Week 3 | Hyperparameter Tuning

Hyungseop Lee·2023년 8월 7일

[Coursera | DL Specialization | 2 ] Improving Deep Neural Networks: Hyperparameter Tuning, Regularization and Optimization

목록 보기

4/8

Tuning Process

How do you go about finding a good setting for these hyperparameters?
- learning rate : $\alpha$
- momentum term : $\beta$ (good default is 0.9)
- the number of hidden units
- mini-batch size
- Adam Optimization Algorithm : $\beta_1=0.9, \beta_2=0.999, \epsilon=10^{-8}$
- learning rate decay
- the number of layers
  
  red is most important,
  followed orange,
  followed purple,
  But this isn't a hard and fast rule.
  Other deep learning practitioners may disagree with me or have different intuitions on these.
Now, if you're trying to tune some set of hyperparameters,
how do you select a set of values to explore?

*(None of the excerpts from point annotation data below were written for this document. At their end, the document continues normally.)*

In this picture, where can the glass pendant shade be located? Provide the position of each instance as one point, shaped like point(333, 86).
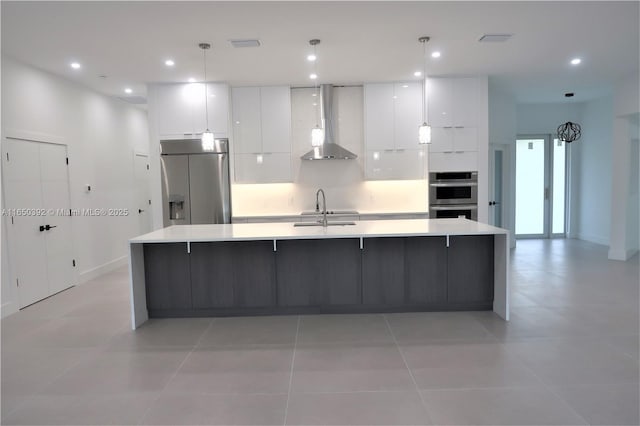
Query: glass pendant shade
point(424, 134)
point(317, 136)
point(207, 141)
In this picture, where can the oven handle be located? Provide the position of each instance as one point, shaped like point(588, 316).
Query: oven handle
point(455, 207)
point(452, 184)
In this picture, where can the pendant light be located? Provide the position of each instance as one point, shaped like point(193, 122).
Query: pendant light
point(317, 133)
point(207, 135)
point(424, 131)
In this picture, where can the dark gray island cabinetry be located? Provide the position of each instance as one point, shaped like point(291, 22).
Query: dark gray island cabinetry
point(225, 270)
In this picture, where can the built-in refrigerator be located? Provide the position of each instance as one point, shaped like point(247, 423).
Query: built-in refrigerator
point(195, 182)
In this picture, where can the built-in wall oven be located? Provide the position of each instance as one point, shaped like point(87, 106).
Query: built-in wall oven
point(453, 194)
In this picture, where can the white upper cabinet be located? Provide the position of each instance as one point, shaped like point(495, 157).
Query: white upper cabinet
point(379, 115)
point(276, 118)
point(181, 109)
point(408, 114)
point(247, 129)
point(392, 115)
point(262, 134)
point(453, 102)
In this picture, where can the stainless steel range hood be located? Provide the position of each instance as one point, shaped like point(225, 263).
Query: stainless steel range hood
point(329, 150)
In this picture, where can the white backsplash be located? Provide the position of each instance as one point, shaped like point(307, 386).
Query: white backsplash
point(342, 180)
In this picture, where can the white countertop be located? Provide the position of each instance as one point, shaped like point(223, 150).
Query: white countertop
point(286, 230)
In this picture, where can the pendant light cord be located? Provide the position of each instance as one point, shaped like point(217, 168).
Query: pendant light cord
point(424, 80)
point(206, 97)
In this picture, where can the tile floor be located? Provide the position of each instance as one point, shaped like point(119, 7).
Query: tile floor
point(569, 356)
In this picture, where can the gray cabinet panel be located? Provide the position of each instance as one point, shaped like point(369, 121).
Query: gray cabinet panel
point(426, 270)
point(319, 272)
point(233, 274)
point(471, 269)
point(383, 277)
point(167, 276)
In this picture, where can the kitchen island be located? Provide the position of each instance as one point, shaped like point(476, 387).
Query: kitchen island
point(279, 268)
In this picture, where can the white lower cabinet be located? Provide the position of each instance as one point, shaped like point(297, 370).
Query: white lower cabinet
point(395, 164)
point(453, 161)
point(263, 167)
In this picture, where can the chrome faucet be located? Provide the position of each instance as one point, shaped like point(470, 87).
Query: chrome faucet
point(324, 206)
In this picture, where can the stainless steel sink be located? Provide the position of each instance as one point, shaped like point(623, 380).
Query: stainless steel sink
point(320, 223)
point(329, 212)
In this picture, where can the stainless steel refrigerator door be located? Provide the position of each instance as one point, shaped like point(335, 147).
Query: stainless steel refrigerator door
point(175, 190)
point(209, 188)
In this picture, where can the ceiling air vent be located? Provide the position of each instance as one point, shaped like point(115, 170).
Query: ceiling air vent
point(495, 38)
point(136, 100)
point(245, 42)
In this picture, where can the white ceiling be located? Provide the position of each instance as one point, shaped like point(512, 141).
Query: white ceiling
point(361, 41)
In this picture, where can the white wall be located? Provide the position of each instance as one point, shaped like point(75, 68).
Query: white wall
point(624, 188)
point(101, 134)
point(594, 175)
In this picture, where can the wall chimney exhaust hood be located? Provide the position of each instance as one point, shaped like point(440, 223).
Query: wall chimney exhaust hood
point(329, 149)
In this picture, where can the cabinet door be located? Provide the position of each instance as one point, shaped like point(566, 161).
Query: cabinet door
point(395, 164)
point(263, 168)
point(226, 274)
point(383, 271)
point(439, 101)
point(175, 106)
point(167, 276)
point(408, 114)
point(247, 136)
point(453, 161)
point(275, 105)
point(426, 270)
point(318, 272)
point(441, 139)
point(470, 269)
point(378, 116)
point(218, 106)
point(465, 139)
point(465, 97)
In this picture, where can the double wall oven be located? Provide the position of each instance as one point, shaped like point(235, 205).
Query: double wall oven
point(453, 194)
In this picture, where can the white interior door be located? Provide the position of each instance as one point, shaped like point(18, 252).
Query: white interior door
point(143, 193)
point(56, 200)
point(36, 194)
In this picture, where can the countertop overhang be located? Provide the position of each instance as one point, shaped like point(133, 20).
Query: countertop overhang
point(286, 230)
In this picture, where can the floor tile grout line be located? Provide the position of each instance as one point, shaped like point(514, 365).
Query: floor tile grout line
point(406, 364)
point(293, 360)
point(175, 373)
point(548, 387)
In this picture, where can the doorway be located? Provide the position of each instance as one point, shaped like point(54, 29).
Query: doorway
point(143, 192)
point(36, 190)
point(541, 182)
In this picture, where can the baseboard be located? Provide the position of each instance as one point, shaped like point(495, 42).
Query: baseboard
point(593, 239)
point(622, 254)
point(7, 309)
point(90, 274)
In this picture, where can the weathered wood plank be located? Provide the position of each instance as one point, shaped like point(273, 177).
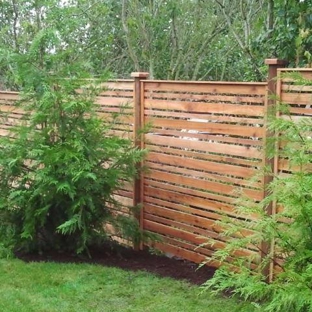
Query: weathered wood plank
point(216, 108)
point(205, 87)
point(212, 147)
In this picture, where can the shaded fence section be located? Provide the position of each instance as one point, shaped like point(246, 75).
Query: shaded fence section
point(205, 144)
point(294, 90)
point(206, 141)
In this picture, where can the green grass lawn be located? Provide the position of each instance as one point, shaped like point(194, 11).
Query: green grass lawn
point(83, 287)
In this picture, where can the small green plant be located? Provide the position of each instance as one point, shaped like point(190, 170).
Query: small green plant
point(60, 165)
point(289, 230)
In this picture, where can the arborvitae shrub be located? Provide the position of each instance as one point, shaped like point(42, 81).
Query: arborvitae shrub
point(290, 228)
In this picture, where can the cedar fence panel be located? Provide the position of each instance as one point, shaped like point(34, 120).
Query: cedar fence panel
point(206, 142)
point(298, 97)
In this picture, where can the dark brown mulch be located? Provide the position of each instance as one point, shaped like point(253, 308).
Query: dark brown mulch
point(129, 259)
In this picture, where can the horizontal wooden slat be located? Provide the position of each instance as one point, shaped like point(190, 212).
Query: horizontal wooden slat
point(208, 87)
point(205, 117)
point(217, 108)
point(219, 148)
point(205, 97)
point(201, 165)
point(203, 156)
point(207, 127)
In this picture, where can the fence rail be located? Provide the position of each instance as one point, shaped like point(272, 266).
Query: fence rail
point(206, 141)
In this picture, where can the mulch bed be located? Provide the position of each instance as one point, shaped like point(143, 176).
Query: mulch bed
point(129, 259)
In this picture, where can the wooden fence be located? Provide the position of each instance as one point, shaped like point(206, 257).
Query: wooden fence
point(206, 141)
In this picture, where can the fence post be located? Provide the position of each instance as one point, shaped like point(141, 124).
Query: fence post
point(138, 102)
point(268, 163)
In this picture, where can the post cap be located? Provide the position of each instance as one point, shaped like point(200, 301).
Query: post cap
point(139, 75)
point(275, 62)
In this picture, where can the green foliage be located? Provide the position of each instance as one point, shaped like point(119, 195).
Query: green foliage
point(60, 166)
point(82, 287)
point(289, 229)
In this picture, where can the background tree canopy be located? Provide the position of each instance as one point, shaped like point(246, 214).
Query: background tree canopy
point(172, 39)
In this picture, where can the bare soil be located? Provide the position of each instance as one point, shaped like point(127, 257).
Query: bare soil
point(129, 259)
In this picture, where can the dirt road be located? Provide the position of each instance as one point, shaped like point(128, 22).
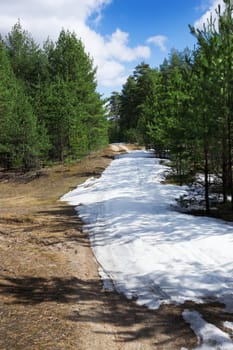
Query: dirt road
point(51, 296)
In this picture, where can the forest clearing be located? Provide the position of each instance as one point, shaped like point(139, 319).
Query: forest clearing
point(51, 293)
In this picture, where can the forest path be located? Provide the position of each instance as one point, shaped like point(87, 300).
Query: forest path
point(51, 293)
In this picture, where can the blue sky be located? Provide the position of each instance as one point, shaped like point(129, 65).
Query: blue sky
point(118, 34)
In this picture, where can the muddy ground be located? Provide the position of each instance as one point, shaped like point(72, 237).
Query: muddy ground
point(51, 296)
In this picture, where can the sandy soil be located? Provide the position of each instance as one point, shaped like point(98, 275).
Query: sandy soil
point(51, 296)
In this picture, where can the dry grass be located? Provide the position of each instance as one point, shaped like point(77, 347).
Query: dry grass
point(51, 295)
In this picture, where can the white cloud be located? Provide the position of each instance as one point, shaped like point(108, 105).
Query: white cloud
point(210, 12)
point(43, 18)
point(159, 40)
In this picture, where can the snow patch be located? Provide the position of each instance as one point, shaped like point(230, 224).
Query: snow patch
point(151, 252)
point(209, 336)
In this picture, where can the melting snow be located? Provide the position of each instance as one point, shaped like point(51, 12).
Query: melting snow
point(148, 250)
point(209, 336)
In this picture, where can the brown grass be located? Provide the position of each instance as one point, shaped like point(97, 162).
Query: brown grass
point(51, 295)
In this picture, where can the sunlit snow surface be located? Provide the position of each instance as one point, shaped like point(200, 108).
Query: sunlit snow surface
point(148, 250)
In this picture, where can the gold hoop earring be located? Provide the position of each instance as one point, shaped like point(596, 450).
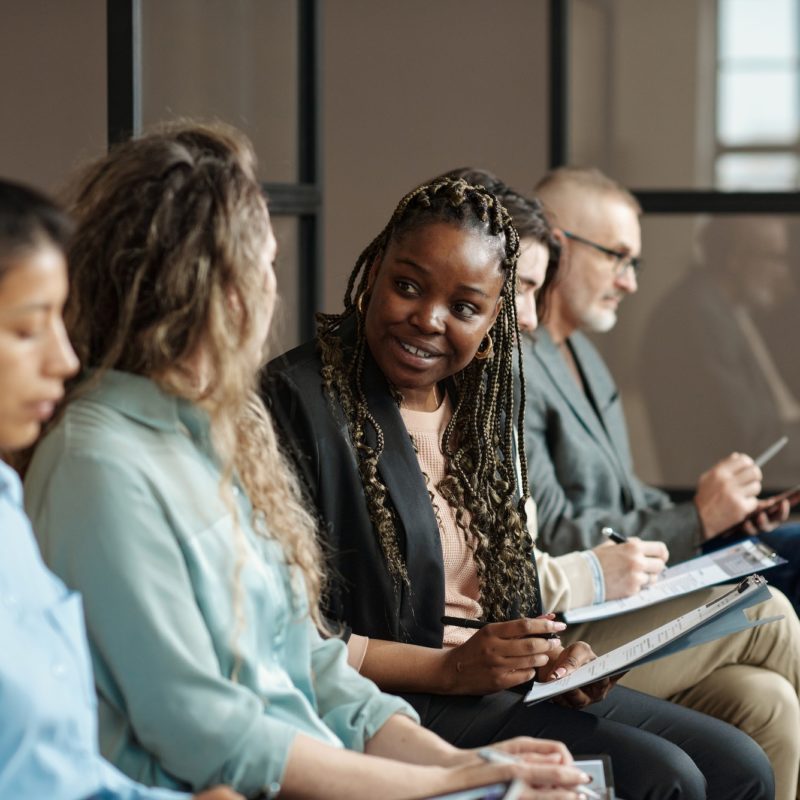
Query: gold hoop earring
point(485, 349)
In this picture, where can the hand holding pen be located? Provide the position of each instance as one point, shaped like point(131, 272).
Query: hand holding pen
point(570, 777)
point(500, 654)
point(629, 564)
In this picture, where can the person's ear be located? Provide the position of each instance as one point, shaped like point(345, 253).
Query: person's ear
point(559, 236)
point(373, 272)
point(497, 306)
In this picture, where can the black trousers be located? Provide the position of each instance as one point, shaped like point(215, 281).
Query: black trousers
point(658, 749)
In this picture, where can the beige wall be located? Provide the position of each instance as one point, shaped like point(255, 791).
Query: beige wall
point(415, 88)
point(52, 87)
point(409, 88)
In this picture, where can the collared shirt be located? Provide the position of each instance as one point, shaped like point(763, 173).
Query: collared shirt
point(48, 710)
point(206, 661)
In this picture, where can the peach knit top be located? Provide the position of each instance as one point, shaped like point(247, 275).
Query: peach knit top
point(461, 589)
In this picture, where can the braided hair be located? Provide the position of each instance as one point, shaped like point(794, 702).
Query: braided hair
point(486, 481)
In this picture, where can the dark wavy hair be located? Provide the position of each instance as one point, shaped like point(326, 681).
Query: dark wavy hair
point(486, 481)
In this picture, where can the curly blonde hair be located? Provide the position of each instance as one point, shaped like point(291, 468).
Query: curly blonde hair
point(171, 232)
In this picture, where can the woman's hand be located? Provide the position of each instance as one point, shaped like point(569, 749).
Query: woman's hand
point(566, 661)
point(500, 655)
point(535, 750)
point(219, 793)
point(546, 778)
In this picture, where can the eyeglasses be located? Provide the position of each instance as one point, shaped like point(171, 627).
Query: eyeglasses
point(623, 260)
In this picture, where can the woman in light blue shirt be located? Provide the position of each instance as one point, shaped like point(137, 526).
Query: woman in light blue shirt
point(48, 709)
point(162, 495)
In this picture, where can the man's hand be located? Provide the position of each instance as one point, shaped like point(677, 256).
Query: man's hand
point(501, 655)
point(631, 566)
point(564, 662)
point(768, 515)
point(727, 493)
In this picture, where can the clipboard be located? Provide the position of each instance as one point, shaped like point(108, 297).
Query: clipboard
point(721, 617)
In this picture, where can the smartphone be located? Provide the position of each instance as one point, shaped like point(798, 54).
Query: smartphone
point(598, 768)
point(792, 495)
point(492, 791)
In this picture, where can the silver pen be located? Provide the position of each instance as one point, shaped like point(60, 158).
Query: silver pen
point(771, 451)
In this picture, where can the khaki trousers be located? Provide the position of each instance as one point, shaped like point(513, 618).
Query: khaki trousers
point(749, 679)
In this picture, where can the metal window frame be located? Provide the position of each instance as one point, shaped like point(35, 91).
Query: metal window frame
point(653, 201)
point(303, 199)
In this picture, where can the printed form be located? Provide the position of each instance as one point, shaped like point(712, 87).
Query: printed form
point(722, 565)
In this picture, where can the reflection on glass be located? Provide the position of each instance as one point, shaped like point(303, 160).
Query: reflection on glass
point(758, 106)
point(661, 94)
point(757, 171)
point(757, 29)
point(718, 370)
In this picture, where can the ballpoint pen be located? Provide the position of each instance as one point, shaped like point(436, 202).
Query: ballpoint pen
point(615, 536)
point(771, 451)
point(476, 624)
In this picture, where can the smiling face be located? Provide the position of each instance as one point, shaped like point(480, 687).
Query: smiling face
point(433, 297)
point(531, 270)
point(35, 353)
point(589, 291)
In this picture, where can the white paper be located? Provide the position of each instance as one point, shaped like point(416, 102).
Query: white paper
point(667, 637)
point(734, 561)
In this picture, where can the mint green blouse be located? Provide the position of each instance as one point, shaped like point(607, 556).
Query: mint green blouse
point(124, 497)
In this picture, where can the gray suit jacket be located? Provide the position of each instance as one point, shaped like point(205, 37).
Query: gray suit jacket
point(579, 461)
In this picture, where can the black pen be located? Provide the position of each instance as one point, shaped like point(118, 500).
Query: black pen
point(615, 536)
point(463, 622)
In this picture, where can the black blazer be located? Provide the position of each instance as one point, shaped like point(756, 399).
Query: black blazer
point(315, 433)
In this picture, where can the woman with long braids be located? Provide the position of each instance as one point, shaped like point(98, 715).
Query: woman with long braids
point(401, 418)
point(160, 493)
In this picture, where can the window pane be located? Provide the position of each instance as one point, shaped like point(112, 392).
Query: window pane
point(757, 171)
point(757, 29)
point(234, 60)
point(285, 331)
point(649, 103)
point(704, 353)
point(758, 107)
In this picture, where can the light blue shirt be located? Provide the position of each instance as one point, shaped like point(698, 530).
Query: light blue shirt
point(124, 494)
point(48, 710)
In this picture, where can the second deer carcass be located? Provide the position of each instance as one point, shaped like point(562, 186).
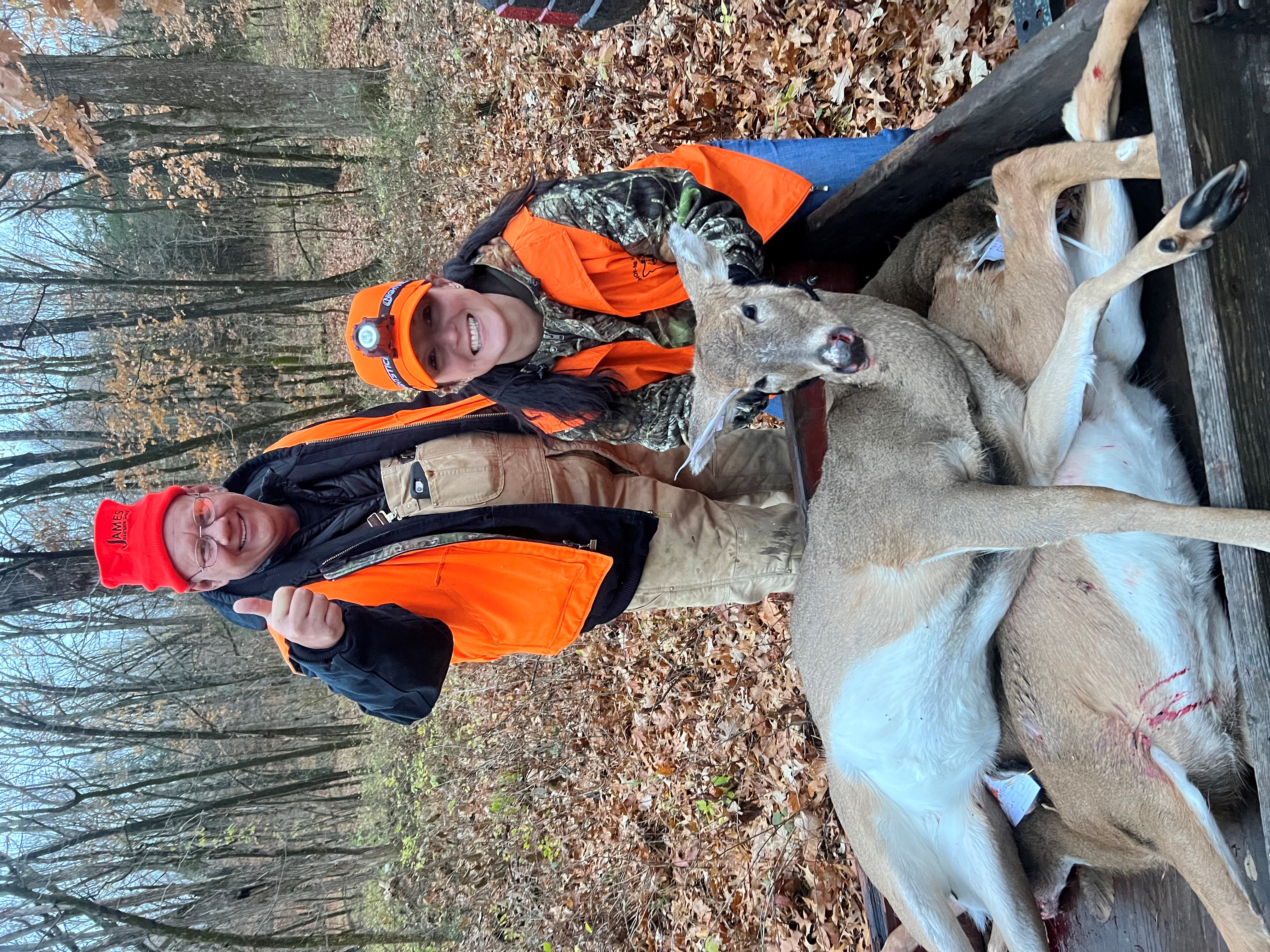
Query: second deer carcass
point(920, 535)
point(1117, 660)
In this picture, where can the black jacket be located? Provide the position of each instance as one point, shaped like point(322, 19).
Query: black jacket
point(393, 662)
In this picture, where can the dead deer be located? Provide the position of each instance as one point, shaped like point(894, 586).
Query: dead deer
point(916, 546)
point(1117, 667)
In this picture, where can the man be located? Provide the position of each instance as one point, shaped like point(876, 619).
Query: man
point(378, 549)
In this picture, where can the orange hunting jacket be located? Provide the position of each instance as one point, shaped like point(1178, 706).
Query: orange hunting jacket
point(593, 272)
point(459, 587)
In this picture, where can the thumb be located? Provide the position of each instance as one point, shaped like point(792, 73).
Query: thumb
point(255, 606)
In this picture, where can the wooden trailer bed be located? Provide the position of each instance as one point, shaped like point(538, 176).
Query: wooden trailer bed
point(1204, 88)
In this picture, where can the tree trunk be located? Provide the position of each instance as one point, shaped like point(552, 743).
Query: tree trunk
point(230, 94)
point(21, 151)
point(272, 296)
point(35, 582)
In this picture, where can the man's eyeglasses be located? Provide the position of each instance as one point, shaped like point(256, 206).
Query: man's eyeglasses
point(205, 514)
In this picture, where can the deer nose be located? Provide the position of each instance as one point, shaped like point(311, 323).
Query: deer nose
point(845, 352)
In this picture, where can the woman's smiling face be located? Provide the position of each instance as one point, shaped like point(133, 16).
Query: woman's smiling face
point(459, 334)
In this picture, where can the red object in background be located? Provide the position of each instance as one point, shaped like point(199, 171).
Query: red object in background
point(553, 18)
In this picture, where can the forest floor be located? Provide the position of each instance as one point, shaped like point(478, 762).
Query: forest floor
point(660, 785)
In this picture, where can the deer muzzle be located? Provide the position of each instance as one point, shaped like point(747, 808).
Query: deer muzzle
point(846, 352)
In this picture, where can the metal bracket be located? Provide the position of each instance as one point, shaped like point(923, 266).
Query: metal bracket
point(1033, 16)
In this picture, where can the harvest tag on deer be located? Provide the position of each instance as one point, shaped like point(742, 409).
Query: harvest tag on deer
point(1016, 792)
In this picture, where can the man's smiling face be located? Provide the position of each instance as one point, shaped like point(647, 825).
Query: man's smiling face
point(246, 532)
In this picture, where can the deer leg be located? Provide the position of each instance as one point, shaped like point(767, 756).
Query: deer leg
point(1095, 105)
point(900, 941)
point(1132, 808)
point(981, 517)
point(1037, 279)
point(1056, 398)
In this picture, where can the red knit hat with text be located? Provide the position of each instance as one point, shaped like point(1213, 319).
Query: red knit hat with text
point(129, 542)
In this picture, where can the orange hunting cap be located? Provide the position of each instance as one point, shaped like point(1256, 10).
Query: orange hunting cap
point(378, 336)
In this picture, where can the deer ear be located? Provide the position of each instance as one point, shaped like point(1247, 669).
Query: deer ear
point(713, 408)
point(700, 264)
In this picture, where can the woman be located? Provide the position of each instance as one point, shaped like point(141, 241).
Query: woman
point(564, 305)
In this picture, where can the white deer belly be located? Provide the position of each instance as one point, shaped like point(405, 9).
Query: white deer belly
point(918, 720)
point(1163, 583)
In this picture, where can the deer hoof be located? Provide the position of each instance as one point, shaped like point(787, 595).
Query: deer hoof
point(1220, 200)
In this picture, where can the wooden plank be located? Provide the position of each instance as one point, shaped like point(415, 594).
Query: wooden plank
point(1158, 913)
point(1208, 99)
point(1016, 107)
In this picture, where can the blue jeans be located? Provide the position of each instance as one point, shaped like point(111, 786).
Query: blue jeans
point(828, 164)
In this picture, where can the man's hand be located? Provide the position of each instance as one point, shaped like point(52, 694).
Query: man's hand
point(300, 616)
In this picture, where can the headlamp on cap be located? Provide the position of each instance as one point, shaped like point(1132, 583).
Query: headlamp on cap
point(374, 337)
point(378, 334)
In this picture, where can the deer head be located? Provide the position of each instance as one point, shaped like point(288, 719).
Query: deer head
point(753, 337)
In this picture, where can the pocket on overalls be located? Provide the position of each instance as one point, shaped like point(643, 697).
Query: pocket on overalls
point(456, 471)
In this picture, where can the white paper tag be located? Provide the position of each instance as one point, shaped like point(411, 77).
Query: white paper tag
point(1016, 792)
point(996, 252)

Try random values : Don't use a grid

In earlier generations of machine learning algorithms,
if you had two hyperparameters(Hyperparameter 1, Hyperparameter 2) it was common practice to sample the points in a grid, and systematically explore these values.
In this example all 25 points, and then pick which of hyperparameter works best.
And this practice works okay when the number of hyperparamters was relatively small.
- Let's say Hyperparameter 1 turns out to be $\alpha$ , the learning rate.
  And let's say Hyperparameter 2 was that $\epsilon$ that you have in the denominator of the Adam algorithm.
  So your choice of $\alpha$ matters a lot than your choice of $\epsilon$ .
  So if you sample in the grid then you've really tried out 5 values of $\alpha$ .
  And you might find that all of the different values of $\epsilon$ give you essentially the same answer.
  So you've now trained 25 models and only got into trial 5 values for the learning rate $\alpha$ which i think is really important.
  (더 중요한 hyperparameter인 $\alpha$ 는 5개의 옵션만 존재하기 때문에
  25번의 model을 train시킬 동안 시도되는 $\alpha$ 는 5개 뿐이다.
  따라서 최적의 $\alpha$ 를 찾기에는 한계가 있다.)

In deep learning, what we tend to do and what i recommend you do instead,
is choose the points at random.
So go ahead and choose a same number of points(=25 points),
and then try out the hyperparameters on this randomly chosen set of points.
The reason you do that is that it's difficult to know in advance
which hyperparameters are going to be the most important for your problem.
And some hyperparameters are actually much more important than others.
- Whereas in contrast,
  if you were to sample at random, then you will have tried out 25 distinct values of the learning rate $\alpha$ and therefore you be more likely to find a value that works really well.
  (grid search에서는 25개의 model은 $\alpha$ 에 대해 5개의 값만 시도를 했었는데,
  random search에서는 25개의 고유한 $\alpha$ 값을 시도하게 되므로
  잘 작동하는 값을 찾을 가능성이 더 높아진다.)
  If you have 3 Hyperparameters, you're searching over a cube.
  By sampling this three-dimensional cube you get to try out a lot more values of each of your three hyperparameters.
  And in practice you might be searching over even more hyperparameters than three and sometimes it's just hard to know in advance which ones turns out to be the really important hyperparamters for you application.
  And sampling at random rather than in the grid shows that you are more richly exploring set of possible values for the most important hyperparamters.

Coarse to fine

Another common practice is to use a coarse to fine sampling scheme.
So let's say in this two-dimensional example that you sample these points,
and maybe you found that this point work the best and maybe a few other points around it tended to work really well.
Then in the coarse of fine scheme what you might do is zoom in to a smaller region of the hyperparamteres, and then sample more density within this space.
Or maybe again at rondom,
but to then focus more resources on searching within this blue square if you suspecting that the best set of the hyperparameters, may be in this region.
(최상의 설정인 하이퍼파라미터가 이 영역에 있을 수 있다고 의심되는 경우, 이 파란색 사각형 내에서 검색하는 데 더 많은 리소스를 집중할 수 있다.)
So after doing a coarse sample of this entire square, that tells you to then focus on a smaller square.
You can then sample more densely into smaller square.
(따라서 전체 사각형의 대략적인 sampling을 수행한 후,
더 작은 사각형으로 더 조밀하게 sampling할 수 있다.)

The two keys
1. Use random sampling
2. Optinally consider implementing a coarse to fine search process.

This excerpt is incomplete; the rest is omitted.